October 26, 2017

Open Access Week 2017: Version-Controlled Papers

The subject of a recent workshop [1], the next-generation scientific paper will include digital tools that formalize things such as version control and data sharing/access. Orthogonal Laboratory is developing a method for version-controlled documents that integrates formatting, bibliographic aspects, and content management. While this is not a novel approach to writing and composition [2], this post will cover how to apply a version-controlled strategy to presenting a scientific workflow. Below are brief sketches of our system for generating next-generation papers.

The first element is the process through which a document is generated, styled, and published (assigned a unique digital identifier or doi):


The key element of our system is a version control repository. We are using Bitbucket, but Github or a more specialized platforms such as Authorea or Penflip might also be sufficient. The idea is to build documents using the the Markdown language [3], then incorporate stylistic elements using CSS and HTML. VScode is used to manage spellcheck and grammar in the Markdown documents (containing the authored content). Reference management is done via Zotero, but again, any open source alternative will do.
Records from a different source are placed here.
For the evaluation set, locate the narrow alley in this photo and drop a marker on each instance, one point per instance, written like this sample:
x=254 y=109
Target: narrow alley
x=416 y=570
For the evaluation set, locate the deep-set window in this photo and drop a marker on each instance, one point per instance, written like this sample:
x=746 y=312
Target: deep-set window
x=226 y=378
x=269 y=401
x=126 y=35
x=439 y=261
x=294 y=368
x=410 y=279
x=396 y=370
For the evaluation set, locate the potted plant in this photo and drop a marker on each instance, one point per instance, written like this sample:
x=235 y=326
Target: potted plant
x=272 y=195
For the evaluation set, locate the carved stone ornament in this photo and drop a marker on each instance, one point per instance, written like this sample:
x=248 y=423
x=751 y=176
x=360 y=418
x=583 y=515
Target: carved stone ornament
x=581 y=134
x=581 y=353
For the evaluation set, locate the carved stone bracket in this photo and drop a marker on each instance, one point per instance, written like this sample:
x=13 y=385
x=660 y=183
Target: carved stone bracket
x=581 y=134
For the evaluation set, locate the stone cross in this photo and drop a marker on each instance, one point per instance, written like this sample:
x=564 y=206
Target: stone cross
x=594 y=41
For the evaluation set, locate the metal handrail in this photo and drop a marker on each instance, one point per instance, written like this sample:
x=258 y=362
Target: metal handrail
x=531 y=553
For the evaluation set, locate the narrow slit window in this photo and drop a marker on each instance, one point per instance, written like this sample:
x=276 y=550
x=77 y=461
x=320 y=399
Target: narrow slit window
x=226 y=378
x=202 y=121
The diffs function [4] of version control can be used to operate on final versions of Markdown files for the purpose of alternating between document versions. The idea is to not only find a consensus between collaborators, but to use branches strategically to push alternative versions of content to the doi as desired. This combinatorial editing framework could be desirable in appealing to different audiences or stressing specific aspects of the work at different points in time. Note that this is distinct from the editorial function of pulls and merges, which are meant to be more "under the hood".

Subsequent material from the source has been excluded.